コンピュータやインターネットは、我々の仕事、学習、そして交流のやり方を変えてきたが、それでもコンピュータやソフトウェアに対する不満が数多くある。独占ソフトウェアは、ますます高価に、メモリを食うようになっている。バグ、セキュリティ上の欠陥、そしてその他のエラーが、最も信頼性を要求されるプログラムにおいてさえ散見される。マイクロソフトによるオペレーティング・システム市場の独占支配により、イノベーションは息の根を止められている。多くのコンピュータ・システムは、新世紀の変わり目に対処できるように実装されておらず、何十億ドル分の難問と、世界的に電子装置が壊滅するという悲観的予測をうんでいる(訳注:2000年問題のことを指している。この論文が書かれた時点では、それは未来形の話だった)。
オープンソース・ソフトウェアと呼ばれる、既存のソフトウェア開発に代わる手法があり、これが上記の問題全部に対する非常に低コストな解決法を与えている。オープンソースは技術というよりは、むしろソフトウェア開発過程におけるこれまでと異なる考え方、組織化のあり方である。伝統的な独占ソフトウェア開発(我々が日常的に利用しているプログラムの殆どはこの手法でつくられてきた)が、出版産業と同様に知的所有権を厳しく保護する方針に固執するのに対して、オープンソース・ソフトウェア(OSS)開発は、インターネットとともに発展してきたずっと共同的な方式である。

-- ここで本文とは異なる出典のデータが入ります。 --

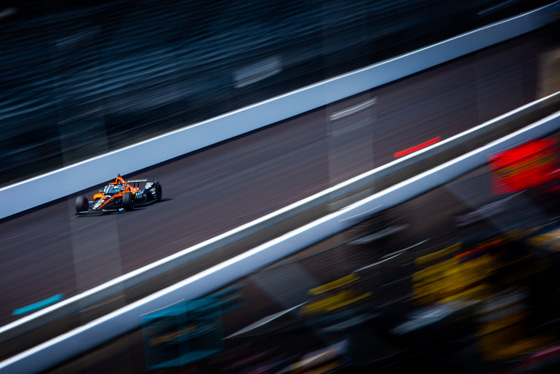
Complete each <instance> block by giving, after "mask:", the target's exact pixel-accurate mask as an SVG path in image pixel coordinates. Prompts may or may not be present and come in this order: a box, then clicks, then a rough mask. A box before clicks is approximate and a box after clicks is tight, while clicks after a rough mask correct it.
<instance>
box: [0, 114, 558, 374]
mask: <svg viewBox="0 0 560 374" xmlns="http://www.w3.org/2000/svg"><path fill="white" fill-rule="evenodd" d="M558 129H560V112H556V113H554V114H553V115H550V116H548V117H546V118H544V119H542V120H540V121H538V122H536V123H533V124H531V125H529V126H527V127H525V128H523V129H521V130H518V131H516V132H514V133H512V134H510V135H508V136H505V137H503V138H501V139H499V140H496V141H494V142H491V143H489V144H487V145H485V146H483V147H480V148H478V149H476V150H474V151H471V152H469V153H467V154H465V155H463V156H460V157H458V158H455V159H453V160H451V161H448V162H446V163H443V164H442V165H440V166H437V167H435V168H433V169H431V170H428V171H426V172H423V173H421V174H419V175H417V176H415V177H412V178H409V179H407V180H405V181H403V182H401V183H398V184H396V185H394V186H392V187H390V188H387V189H385V190H383V191H380V192H378V193H375V194H373V195H372V196H369V197H367V198H365V199H363V200H360V201H358V202H356V203H354V204H352V205H350V206H348V207H346V208H344V209H341V210H340V211H337V212H335V213H332V214H329V215H327V216H325V217H322V218H320V219H318V220H316V221H314V222H311V223H309V224H307V225H304V226H302V227H300V228H298V229H296V230H293V231H291V232H289V233H286V234H285V235H282V236H280V237H278V238H276V239H273V240H271V241H269V242H267V243H265V244H262V245H259V246H257V247H255V248H253V249H251V250H249V251H247V252H245V253H243V254H241V255H239V256H237V257H234V258H232V259H229V260H227V261H225V262H222V263H220V264H218V265H216V266H213V267H211V268H209V269H207V270H204V271H202V272H200V273H198V274H196V275H194V276H191V277H189V278H187V279H185V280H183V281H181V282H179V283H177V284H174V285H173V286H170V287H167V288H165V289H163V290H160V291H158V292H156V293H154V294H152V295H150V296H148V297H145V298H144V299H141V300H139V301H136V302H134V303H131V304H129V305H127V306H126V307H123V308H121V309H118V310H116V311H114V312H112V313H109V314H107V315H105V316H103V317H101V318H98V319H97V320H94V321H92V322H89V323H87V324H85V325H83V326H81V327H79V328H76V329H74V330H72V331H70V332H68V333H65V334H63V335H60V336H58V337H56V338H54V339H51V340H49V341H47V342H45V343H42V344H40V345H38V346H36V347H33V348H31V349H29V350H27V351H25V352H22V353H20V354H17V355H15V356H13V357H11V358H9V359H7V360H5V361H2V362H0V372H2V373H32V372H39V371H42V370H45V369H47V368H49V367H52V366H54V365H56V364H58V363H61V362H64V361H65V360H68V359H69V358H71V357H73V356H76V355H79V354H80V353H84V352H86V351H87V350H89V349H91V348H93V347H95V346H97V345H100V344H103V343H104V342H106V341H108V340H110V339H112V338H115V337H117V336H119V335H121V334H123V333H126V332H127V331H130V330H132V329H134V328H137V327H139V326H140V325H141V316H142V315H144V314H146V313H150V312H152V311H154V310H157V309H161V308H164V307H166V306H168V305H171V304H173V303H175V302H176V301H177V300H182V299H185V300H192V299H196V298H198V297H201V296H204V295H205V294H208V293H210V292H212V291H214V290H216V289H218V288H220V287H223V286H226V285H228V284H230V283H231V282H233V281H235V280H237V279H239V278H241V277H243V276H246V275H248V274H250V273H252V272H253V271H255V270H258V269H260V268H262V267H263V266H266V265H268V264H270V263H272V262H274V261H276V260H278V259H281V258H283V257H285V256H287V255H289V254H292V253H294V252H296V251H299V250H301V249H303V248H305V247H308V246H310V245H312V244H313V243H316V242H318V241H320V240H322V239H325V238H327V237H329V236H331V235H333V234H334V233H337V232H339V231H341V230H343V229H346V228H348V227H350V226H351V225H353V224H354V223H355V217H356V216H363V215H365V214H367V215H370V214H374V213H375V212H377V211H380V210H381V209H387V208H390V207H393V206H396V205H398V204H400V203H402V202H404V201H407V200H409V199H410V198H413V197H415V196H417V195H419V194H421V193H423V192H426V191H428V190H430V189H433V188H435V187H437V186H440V185H442V184H444V183H446V182H448V181H450V180H452V179H454V178H456V177H458V176H460V175H462V174H464V173H466V172H468V171H470V170H472V169H475V168H477V167H479V166H482V165H484V164H485V163H486V162H487V159H488V156H490V155H492V154H496V153H498V152H501V151H503V150H506V149H508V148H511V147H514V146H516V145H519V144H521V143H523V142H526V141H528V140H531V139H535V138H539V137H543V136H546V135H548V134H550V133H551V132H553V131H557V130H558Z"/></svg>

オープンソース・ソフトウェアは、それ自体が自然に持つ信頼性、安全性、そして低コストという長所によって、いくつかの重要な分野において、市場におけるシェアを拡大している。だが、オープンソースはより幅広いレベルで同様に優位性を持っている。それは作業の重複から起こる経済的浪費を排除し、ソフトウェア産業において、司法省によるマイクロソフトに対する独占禁止裁判で目下調査されている競争排除的な商慣習などの、有害な独占権力に挑戦する手段を提供する。それは2000年問題に対するコスト効率の良い解決法をも提供する。以上の理由によって、オープンソース・ソフトウェアの利用が増加すれば、経済的利益は個人にとどまらず、公益をももたらす。
この論文は、オープンソース・ソフトウェアについて、その理念についての小史を含めて解説し、個人利用と公共利用の両方で利益となる生来の長所について論じ、政府がオープンソース・ソフトウェア開発を奨励すべき理由について解説し、それから政府が取るべき幾つかの方策を提案する。